By the way, here is the best of both worlds:
It’s on my wish list, that’s for certain
EDIT-lol, like 4 posts showed up while typing…
never use the same tape twice, record on them once, grab them once, store a copy of the grab on my PC, back up to DVD and put the tape and backup DVD (raw) away for safe keeping to slowly deteriate.
PRECISELY. Good advice to give.
Canons are always a good buy, look into this one for example:
http://www.usa.canon.com/consumer/controller?act=ModelInfoAct&fcategoryid=174&modelid=14727
I’ve seen people using cheap 2nd user tablet PC’s (the first incarnation) of eBay for recording straight to it’s harddisk. (As long as your consumer camera has pass through?)

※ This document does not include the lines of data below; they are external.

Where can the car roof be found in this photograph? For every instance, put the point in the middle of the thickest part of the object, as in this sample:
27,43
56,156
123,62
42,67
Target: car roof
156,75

But not as niffty as your link.
Yeah, if you have enough kick to send the signal through, it is totally possible. I used a slightly older laptop to live capture the signal from a multi-camera parade shoot to an external firewire drive for editing. Saved me some capturing time later. I still ran a DVCam backup, and would with one of the external devices too…but I am paranoid like that
@CJ Cool, your link to Open World looks interesting…
@vfxjunkie Sorry don’t mean to highjack the thread, I hope you’ve got the answer you needed, but has anyone looked at the nodes in blender for video post work like ‘Magic Bullet’ style things?
Is it possible to have your own custom made camcorder. I mean you know how they’ll let you “build your own computer”, is it possible with camcorders too?